Great cinema has a way to generate epiphanic experiences in the viewer. A self-proclaimed cinephile, in college I wrote a poem about this experience of God during my visits to a Milwaukee independent theater. I love the cinematic experience. When I was in college, my Sunday trips to watch the independent or foreign film du jour were as diligent and liturgical as my trips to church. I’ve shown up to many midnight showings of new releases and I recently watched all nine 2014 Oscar nominees for Best Picture back to back. I then drove 6 hours to attend a Franciscan Earth Corps-Syracuse screening of the hydraulic fracking documentary “Triple Divide.” Great filmmakers focus with an almost Scotist fixation on the beautiful “thisness” of each element of the story. Consequently, they are sometimes able to elicit an epiphanic experience in their viewers. To hear them talk about their craft you would swear they were poised to start a worldwide revolution. Part of the magic of cinema is how vividly God’s voice within the film beckons us to “go forth from the land of our kinsfolk,” not unlike in the story of Abram. But with all the beauty inherent in every nuance of God’s creation and all the wonderful messages of great cinema, why does this revolution never seem to occur? Perhaps it is because, as the late Gil Scott Heron once prophesied, “The revolution will not be televised” and will likely require no ticket.

To those who have had an epiphanic experience, have you ever been successful in communicating your experience to someone else? Chances are 100% of us would give an emphatic “no” to this question. Though it may not be backed up by our hagiographies, Peter, James, John and probably all of our saints likely struggled to communicate ecstatic visions, even to their friends. “So yesterday we were on this mountain and suddenly our rabbi started glowing and talking to these major dead biblical figures.” Our modern friends might meet such news with psychiatric recommendations and uncomfortable social functions. So, when even Jesus is telling us “Do not tell the vision to anyone,” what do we do with the gifts that are our epiphanic experiences?

In reality, the indescribable nature of these experiences is likely what qualifies them as epiphanies. God has spoken to just you in a way beyond words. To wrap our head around the Reality revealed to us in our sometimes momentary experiences we will plausibly labor for the rest of our lives. Perhaps this is why some of us profess to religious orders: we have committed to do whatever is required to see the revelation specific to us through to the end. Like great cinema, epiphanies open up new worlds to us, but unlike movies, they aren’t wrapped up in tidy conclusions. In fact, just like the biblical Epiphany, they are gifts waiting to be unwrapped. They are the start of small interior revolutions and because they are incommunicable, we will never plumb the depths of these revolutions on film or video. Likewise, the inner experience of the viewer is often the key component that typically makes the book more exciting than the movie. Perhaps the revolution was never meant to be televised, but rather incarnated.
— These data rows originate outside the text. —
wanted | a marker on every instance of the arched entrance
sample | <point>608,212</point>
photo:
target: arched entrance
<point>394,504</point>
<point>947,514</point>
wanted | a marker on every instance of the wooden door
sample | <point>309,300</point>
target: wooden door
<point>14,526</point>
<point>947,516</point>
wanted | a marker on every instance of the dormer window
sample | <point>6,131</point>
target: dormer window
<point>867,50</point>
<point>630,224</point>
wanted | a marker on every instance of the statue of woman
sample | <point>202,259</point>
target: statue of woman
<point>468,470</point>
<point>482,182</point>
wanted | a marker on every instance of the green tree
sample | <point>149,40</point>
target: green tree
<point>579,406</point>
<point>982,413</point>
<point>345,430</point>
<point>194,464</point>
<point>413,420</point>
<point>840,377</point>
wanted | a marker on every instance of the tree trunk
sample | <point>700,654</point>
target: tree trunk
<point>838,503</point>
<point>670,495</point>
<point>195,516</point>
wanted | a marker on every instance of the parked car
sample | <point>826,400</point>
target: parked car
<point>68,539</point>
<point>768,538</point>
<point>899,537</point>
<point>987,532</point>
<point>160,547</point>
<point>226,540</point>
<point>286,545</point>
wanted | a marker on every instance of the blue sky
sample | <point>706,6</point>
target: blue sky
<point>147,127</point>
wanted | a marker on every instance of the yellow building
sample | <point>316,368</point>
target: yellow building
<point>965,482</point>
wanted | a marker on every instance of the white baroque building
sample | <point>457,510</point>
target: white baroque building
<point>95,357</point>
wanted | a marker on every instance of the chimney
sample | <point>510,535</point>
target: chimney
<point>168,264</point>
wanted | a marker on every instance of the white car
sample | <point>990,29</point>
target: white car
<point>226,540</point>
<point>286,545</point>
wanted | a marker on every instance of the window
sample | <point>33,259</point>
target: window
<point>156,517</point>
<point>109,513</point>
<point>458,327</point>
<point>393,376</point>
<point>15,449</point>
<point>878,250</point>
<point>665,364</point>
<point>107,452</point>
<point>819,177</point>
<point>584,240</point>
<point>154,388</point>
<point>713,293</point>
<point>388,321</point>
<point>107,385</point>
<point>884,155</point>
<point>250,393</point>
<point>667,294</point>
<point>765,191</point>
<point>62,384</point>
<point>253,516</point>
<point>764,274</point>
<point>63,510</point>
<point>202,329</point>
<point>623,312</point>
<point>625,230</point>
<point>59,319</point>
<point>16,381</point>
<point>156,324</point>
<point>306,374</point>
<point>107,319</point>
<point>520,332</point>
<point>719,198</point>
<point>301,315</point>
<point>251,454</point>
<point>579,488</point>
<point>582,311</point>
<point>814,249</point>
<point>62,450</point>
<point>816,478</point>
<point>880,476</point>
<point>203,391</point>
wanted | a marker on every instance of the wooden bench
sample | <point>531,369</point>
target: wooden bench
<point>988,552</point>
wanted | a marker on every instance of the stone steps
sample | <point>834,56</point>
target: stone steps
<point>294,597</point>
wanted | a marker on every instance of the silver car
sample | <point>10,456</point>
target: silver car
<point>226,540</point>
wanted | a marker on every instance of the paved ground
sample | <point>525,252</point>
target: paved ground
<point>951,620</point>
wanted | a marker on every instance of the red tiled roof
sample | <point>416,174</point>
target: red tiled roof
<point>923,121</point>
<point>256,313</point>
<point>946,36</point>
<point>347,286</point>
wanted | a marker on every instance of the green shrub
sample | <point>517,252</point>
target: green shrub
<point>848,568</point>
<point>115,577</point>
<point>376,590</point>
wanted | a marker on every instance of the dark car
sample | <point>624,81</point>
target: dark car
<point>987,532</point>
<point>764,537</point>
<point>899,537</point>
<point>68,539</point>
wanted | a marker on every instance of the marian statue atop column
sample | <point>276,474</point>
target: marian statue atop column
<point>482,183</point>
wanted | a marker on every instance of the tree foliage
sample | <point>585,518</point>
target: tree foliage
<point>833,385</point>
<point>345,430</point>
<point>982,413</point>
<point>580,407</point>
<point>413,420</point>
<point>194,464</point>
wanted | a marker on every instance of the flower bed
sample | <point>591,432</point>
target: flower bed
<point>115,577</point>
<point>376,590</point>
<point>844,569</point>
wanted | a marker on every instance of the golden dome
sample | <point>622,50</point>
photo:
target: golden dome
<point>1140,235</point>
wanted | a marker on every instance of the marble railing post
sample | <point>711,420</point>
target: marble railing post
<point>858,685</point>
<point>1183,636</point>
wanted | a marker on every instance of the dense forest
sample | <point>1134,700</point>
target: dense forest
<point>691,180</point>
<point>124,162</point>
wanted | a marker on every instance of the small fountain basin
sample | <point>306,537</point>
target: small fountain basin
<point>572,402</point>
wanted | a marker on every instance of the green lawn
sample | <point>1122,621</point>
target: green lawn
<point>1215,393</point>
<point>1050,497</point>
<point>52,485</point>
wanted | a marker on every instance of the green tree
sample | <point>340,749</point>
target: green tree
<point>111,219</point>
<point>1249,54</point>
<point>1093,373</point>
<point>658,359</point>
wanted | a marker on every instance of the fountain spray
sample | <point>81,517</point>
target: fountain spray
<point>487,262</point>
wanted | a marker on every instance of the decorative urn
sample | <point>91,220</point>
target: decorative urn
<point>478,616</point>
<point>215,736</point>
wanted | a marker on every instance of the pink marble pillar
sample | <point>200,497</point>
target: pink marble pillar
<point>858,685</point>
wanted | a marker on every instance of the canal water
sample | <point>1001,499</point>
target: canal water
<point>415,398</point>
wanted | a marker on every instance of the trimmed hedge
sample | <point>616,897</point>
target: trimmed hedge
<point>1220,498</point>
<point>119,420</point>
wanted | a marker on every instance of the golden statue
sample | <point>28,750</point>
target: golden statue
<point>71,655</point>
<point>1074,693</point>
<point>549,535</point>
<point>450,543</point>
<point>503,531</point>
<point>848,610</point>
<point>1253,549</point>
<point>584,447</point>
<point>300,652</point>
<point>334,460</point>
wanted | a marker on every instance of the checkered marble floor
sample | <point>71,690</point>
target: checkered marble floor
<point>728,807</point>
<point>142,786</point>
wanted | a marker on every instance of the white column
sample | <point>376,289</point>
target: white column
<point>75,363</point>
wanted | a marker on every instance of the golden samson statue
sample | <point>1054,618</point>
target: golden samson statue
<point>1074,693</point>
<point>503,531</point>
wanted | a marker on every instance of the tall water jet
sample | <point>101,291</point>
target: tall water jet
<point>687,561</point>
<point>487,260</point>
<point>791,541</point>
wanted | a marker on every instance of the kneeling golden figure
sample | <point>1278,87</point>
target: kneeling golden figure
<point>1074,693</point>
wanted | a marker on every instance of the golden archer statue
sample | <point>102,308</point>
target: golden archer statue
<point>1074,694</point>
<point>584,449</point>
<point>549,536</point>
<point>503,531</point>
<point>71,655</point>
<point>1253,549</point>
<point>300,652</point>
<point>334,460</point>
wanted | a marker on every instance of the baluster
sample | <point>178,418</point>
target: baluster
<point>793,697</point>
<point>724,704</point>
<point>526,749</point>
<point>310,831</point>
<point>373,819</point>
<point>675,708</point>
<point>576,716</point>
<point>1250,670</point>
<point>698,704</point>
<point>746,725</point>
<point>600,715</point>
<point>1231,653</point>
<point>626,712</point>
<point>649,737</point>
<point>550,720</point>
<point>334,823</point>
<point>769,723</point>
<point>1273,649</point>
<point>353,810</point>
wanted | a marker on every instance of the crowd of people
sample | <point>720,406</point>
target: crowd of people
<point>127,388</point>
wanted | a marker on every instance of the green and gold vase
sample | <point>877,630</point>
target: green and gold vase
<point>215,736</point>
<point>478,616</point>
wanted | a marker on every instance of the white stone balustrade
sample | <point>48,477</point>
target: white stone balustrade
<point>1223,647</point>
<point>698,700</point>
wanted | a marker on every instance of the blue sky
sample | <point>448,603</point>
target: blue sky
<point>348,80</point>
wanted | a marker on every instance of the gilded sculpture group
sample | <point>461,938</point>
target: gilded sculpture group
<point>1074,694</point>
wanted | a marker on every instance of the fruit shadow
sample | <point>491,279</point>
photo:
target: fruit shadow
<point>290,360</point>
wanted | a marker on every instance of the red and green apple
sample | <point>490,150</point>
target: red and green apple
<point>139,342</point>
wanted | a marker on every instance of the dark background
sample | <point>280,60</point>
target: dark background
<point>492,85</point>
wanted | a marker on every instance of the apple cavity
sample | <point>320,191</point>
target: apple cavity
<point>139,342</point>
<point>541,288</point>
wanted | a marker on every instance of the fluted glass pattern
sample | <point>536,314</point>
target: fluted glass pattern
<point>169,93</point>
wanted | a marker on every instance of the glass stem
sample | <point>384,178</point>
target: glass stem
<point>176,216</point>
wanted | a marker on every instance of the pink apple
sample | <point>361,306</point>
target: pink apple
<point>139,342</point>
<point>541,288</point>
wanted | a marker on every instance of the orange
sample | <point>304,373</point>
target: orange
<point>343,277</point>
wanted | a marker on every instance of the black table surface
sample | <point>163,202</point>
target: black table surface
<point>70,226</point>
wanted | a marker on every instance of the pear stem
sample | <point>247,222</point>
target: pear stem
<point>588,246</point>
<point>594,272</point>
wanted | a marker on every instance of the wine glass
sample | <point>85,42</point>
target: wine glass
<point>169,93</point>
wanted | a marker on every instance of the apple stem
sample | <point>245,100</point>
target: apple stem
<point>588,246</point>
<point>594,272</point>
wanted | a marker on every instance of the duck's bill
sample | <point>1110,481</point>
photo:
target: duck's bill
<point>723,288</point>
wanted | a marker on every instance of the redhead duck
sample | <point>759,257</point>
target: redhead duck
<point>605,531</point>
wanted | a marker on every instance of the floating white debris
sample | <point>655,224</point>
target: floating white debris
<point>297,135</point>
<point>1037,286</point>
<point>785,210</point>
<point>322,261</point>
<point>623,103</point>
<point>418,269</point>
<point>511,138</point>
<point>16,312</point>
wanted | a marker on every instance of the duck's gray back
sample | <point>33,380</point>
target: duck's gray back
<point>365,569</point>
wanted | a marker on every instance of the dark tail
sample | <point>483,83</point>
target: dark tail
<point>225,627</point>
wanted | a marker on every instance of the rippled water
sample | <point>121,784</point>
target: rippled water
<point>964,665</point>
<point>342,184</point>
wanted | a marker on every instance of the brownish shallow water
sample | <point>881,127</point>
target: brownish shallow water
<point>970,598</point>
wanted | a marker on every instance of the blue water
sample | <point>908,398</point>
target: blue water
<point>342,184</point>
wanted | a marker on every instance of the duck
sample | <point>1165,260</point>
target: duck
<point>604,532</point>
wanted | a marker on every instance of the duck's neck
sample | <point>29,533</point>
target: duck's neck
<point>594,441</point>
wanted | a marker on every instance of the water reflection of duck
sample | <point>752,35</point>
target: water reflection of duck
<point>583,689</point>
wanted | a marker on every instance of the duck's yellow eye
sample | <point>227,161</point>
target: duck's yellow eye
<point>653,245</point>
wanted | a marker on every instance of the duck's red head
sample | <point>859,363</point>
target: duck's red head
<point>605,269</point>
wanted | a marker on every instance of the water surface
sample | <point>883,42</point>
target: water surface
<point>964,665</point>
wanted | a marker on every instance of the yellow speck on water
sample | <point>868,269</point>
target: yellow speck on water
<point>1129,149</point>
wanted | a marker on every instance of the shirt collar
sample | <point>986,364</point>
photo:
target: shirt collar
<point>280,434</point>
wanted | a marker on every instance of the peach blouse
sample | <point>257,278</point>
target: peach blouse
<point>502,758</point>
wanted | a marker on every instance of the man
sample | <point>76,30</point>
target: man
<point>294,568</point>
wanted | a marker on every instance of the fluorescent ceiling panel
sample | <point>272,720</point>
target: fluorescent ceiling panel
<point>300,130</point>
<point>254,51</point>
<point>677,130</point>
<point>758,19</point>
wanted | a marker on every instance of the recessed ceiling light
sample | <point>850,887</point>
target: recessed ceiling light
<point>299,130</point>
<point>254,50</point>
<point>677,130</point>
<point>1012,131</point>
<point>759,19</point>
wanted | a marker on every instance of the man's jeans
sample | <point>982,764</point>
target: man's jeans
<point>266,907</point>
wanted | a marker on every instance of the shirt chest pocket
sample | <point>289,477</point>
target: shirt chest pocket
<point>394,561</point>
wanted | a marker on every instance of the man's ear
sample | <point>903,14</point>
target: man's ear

When Jesus charges the disciples, “Do not tell the vision to anyone until the Son of Man has been raised from the dead,” I wonder, is he trying to ensure that his imminent murder is not prevented or is there something about the Resurrection that makes all that transpired on the mountain suddenly communicable? In the second reading, Paul seems to agree with the second assertion. He suggests that God has designed a salvific narrative from before time began. He then indicates that no wonderful work of ours (even the greatest film!) will likely call anyone to holy life. He assures that the Grace of Christ Jesus is the lynchpin in our understanding of the mystery of our lives. Whether in the form of the Eucharist or as members of the Body of Christ that preceded time, the revolution that the Gospel of Jesus inspires is beckoning us to be transfigured from within. My prayer is that, as this revolution unfolds, we all emerge from the role of theatrical viewers and instead seek to be participants in the unfolding narrative. As Franciscans we know how important it is to take part in the incarnation, and “bear [our] share of hardship with the strength that comes from God.”

Rhett Engelking is the Franciscan Earth Corps Program Director.